The Kremlin flatly stated on Wednesday that Russia would never contemplate surrendering negotiations to exchange Ukrainian land it currently occupies for areas in the Kursk region controlled by Kyiv.
Ukrainian President Volodymyr Zelenskyy recently informed the Guardian that he would like to propose a mutual land exchange with Russia as a potential step towards resolving the conflict. This would entail providing some of Kursk that Ukrainian troops seized in a surprise advance last August, which has kept Russian forces engaged in efforts to recapture the area.
We’ll trade one for the other,” Zelenskyy explained, accepting uncertainty regarding exactly which territories would be sought in a trade. “I don’t know, we will see.
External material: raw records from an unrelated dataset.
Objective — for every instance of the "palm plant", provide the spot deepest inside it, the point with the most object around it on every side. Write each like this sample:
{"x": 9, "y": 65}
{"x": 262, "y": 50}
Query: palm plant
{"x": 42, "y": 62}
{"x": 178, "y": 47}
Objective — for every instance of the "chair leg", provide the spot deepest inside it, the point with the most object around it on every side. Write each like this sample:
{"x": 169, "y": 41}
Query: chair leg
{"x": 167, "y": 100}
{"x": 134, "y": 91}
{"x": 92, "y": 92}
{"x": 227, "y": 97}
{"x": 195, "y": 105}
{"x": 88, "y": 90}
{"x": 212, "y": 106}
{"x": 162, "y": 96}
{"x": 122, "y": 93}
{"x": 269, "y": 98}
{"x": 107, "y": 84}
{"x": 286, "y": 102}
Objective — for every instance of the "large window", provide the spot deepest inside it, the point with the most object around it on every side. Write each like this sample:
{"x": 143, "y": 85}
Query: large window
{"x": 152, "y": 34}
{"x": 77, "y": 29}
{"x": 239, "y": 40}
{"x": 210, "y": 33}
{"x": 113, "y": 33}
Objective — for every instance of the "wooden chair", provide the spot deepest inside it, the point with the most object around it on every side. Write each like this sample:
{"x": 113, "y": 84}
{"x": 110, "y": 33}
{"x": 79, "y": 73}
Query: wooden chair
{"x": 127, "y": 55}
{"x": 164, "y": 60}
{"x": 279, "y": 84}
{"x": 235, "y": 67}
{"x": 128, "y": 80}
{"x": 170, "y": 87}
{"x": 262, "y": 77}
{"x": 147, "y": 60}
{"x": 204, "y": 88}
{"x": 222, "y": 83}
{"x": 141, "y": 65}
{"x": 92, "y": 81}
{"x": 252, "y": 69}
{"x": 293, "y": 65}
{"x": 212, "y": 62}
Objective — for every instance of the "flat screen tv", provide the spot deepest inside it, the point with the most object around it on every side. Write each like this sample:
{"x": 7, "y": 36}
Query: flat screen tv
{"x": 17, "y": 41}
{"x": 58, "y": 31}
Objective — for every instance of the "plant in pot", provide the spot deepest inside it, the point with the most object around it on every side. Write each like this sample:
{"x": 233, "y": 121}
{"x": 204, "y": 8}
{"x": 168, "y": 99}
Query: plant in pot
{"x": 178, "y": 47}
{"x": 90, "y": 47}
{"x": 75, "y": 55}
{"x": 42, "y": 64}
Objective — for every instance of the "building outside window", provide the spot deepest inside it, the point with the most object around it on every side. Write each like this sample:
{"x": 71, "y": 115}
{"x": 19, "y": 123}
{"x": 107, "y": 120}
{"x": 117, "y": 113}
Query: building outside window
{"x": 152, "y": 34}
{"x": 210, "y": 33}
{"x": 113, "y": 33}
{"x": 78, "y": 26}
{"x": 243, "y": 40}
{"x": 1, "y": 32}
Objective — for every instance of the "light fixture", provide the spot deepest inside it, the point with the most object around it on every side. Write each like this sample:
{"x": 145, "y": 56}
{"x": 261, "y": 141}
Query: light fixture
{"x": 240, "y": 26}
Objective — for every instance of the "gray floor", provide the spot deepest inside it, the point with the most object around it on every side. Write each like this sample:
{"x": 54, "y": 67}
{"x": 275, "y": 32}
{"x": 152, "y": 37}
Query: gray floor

But all our territories are valuable; there is no priority,” he asserted, arguing that every piece of Ukrainian territory was crucial.
Instead, Kremlin spokesman Dmitry Peskov staunchly rejected any suggestions on the territory exchange. “This is impossible,” he told a daily briefing. “Russia never did and will not exchange its territory.”
In his December phone-in, President Vladimir Putin informed the Russian people that their soldiers would eventually push Ukrainian troops out of Kursk but refused to give a timescale for this to occur. Peskov repeated the same assertion, saying that “Ukrainian units will be driven out of this land. All who are not destroyed will be driven out.”
Currently, Russia controls nearly 20% of Ukraine, including over 112,000 square kilometers, and Ukraine controls approximately 450 square kilometers of the Kursk region, based on open-source battlefield maps. Russian troops have advanced deeper into Ukraine than ever before since 2022 in 2024, but these gains have come at a cost that is high, though not revealed, in men and machinery.